Despite being a relatively small council, responsible for around 108,000 residents spread across rural villages and coastal towns, lowering the carbon emissions of the Council’s activity has been a key aim at Scarborough Borough Council for several years and was given increased priority with the declaration of a Climate Emergency in January 2019 and the adoption of a Climate Change Strategy in July 2021. The Council’s fleet has consistently contributed the most to the Council’s carbon footprint, with carbon emissions at 1157tCO2e in 2021/22 (57 per cent of our net footprint). While in recent years the Council has begun operating a handful of smaller electric vehicles, transitioning the entire fleet including the heavier vehicles has been a significant challenge.
That challenge comes in four main areas: cost, lead times, local geography, and electrical capacity within the depots. As many councils have experienced, the upfront capital cost of procuring electric vehicles, especially heavy goods vehicles, is significantly higher than fossil fuel vehicles. This remains a key barrier to transition to alternative fuels which could immediately reduce the fleet’s carbon footprint. This immediacy would also be hampered by the current lead times for the delivery of electric vehicles, with widespread issues in the supply chain meaning lead times can now be over a year for a specialist electric vehicle to become available. Another key issue faced is the geography of Scarborough borough – as a borough with an eclectic mix of towns, coasts, and rural villages, their fleet’s routes are long, winding, and hilly so they need the most powerful electric vehicles on the market. Operating a large number of vehicles from two depots, all with similar working patterns, would mean a significant need for energy at key times, which greatly outstrips the existing capacity of the depots and would requiring significant electrical upgrades at a high cost.
To achieve their ambitions of a significant carbon footprint reduction quickly, the solution had to be affordable, immediate, allow services to continue without impact, and not put strain on infrastructure. Following discussions with suppliers, the Council identified HVO fuel as an ideal solution.

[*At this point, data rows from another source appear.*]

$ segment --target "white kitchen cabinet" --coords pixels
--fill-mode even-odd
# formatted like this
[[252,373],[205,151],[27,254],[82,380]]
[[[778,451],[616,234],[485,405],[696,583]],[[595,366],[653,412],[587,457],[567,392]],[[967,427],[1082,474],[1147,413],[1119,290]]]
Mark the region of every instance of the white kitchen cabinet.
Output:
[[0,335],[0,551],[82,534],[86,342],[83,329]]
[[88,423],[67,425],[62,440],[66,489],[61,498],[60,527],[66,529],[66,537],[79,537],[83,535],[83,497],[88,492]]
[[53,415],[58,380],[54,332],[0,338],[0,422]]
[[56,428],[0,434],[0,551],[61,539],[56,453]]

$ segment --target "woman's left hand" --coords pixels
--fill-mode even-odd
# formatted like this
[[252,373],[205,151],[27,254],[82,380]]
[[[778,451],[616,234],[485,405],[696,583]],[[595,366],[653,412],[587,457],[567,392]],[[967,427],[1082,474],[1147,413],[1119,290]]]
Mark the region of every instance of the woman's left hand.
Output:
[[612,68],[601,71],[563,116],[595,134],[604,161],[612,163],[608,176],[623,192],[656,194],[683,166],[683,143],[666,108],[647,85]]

This fuel is made from waste cooking oils and has a carbon footprint up to 90 per cent lower than diesel. Crucially, what makes HVO unique among biofuels is that it is a like-for-like replacement for diesel so can be used by the fleet at a small fuel cost increase rather than the expensive capital cost of replacing vehicles and upgrading infrastructure. It was also ready to be delivered almost immediately, meaning no long wait times before seeing any impact on their carbon footprint. Finally, with negligible impact on miles per gallon it could easily cope with the difficult routes in the area.
Following agreements with manufacturers, the Council have been able to put HVO into almost two-thirds of their fleet, replacing almost all of diesel fuel. Over the course of the year this could reduce their carbon footprint by up to 900tCO2e, making it the single biggest carbon reduction intervention they have undertaken. While a 90 per cent carbon footprint is not perfect, and the 100 per cent reduction through electric and hydrogen vehicles will eventually be delivered when they can overcome our challenges, this is a good solution for the transition period.

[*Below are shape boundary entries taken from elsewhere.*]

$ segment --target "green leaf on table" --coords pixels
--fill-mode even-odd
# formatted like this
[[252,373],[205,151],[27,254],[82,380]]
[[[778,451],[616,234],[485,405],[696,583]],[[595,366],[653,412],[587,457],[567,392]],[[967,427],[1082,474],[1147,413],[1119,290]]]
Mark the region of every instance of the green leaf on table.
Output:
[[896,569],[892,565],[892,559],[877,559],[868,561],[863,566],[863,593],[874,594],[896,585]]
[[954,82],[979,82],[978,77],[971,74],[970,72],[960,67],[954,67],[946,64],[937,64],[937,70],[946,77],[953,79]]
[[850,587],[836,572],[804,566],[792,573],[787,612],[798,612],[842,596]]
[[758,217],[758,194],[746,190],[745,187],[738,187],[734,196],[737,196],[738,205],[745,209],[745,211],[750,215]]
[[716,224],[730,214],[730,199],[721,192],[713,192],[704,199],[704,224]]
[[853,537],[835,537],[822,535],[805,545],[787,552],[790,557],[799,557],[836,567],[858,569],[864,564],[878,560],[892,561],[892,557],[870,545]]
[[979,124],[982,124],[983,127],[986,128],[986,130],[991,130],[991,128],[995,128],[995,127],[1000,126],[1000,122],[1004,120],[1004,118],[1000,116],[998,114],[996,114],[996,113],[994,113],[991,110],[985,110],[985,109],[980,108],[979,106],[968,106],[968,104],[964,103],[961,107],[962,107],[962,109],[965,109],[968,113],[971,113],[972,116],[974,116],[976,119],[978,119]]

To ensure HVO could deliver the benefits promised, it was important to undertake an initial trial in a small number of vehicles to monitor its impact on vehicle performance. Through this trial, it was seen that the use of HVO had negligible impacts on miles per gallon and had no negative effects on engine health. All vehicles that were approved for HVO use switched and to date have seen no maintenance issues as a result. As a result, between May and September 2022 the Council have used 108,000 litres of HVO to fuel their cars, vans, mowers, and refuse collection vehicles. In these first few months the project has saved 267,849 kgCO2e. As a result of the volatile fuel prices in recent months, and with HVO prices being directly impacted by the war in Ukraine where much vegetable oil is produced, the cost of the project has fluctuated and we estimate the cost to date at £45,000, equating to £168/tCO2e.
As well as carbon savings, it was also important that there were no negative unintentional environmental impacts caused by the fuel switch, so they made sure in procurement that their HVO is palm oil free.
How is the approach being sustained?
With no government grants available for this project, the funding has come from Council budgets. As the project needs minimal infrastructure change, a procurement agreement is in place with the supplier, and the supply chain seems strong despite the challenges of the war in Ukraine. The approach can be sustained for as long the budget remains, with electric and hydrogen vehicles being brought on board to replace HVO as and when they can meet the challenges of their fleet.
A key lesson learned in this was to have a trial period before a launch through the wider fleet to ensure that the impact on vehicle performance was as expected.
The main takeaway is that a substantial carbon footprint reduction for the fleet is possible without the great capital expense of switching vehicles over to electric or hydrogen, giving the Council an ideal transition fuel while the zero carbon options improve to meet their challenges.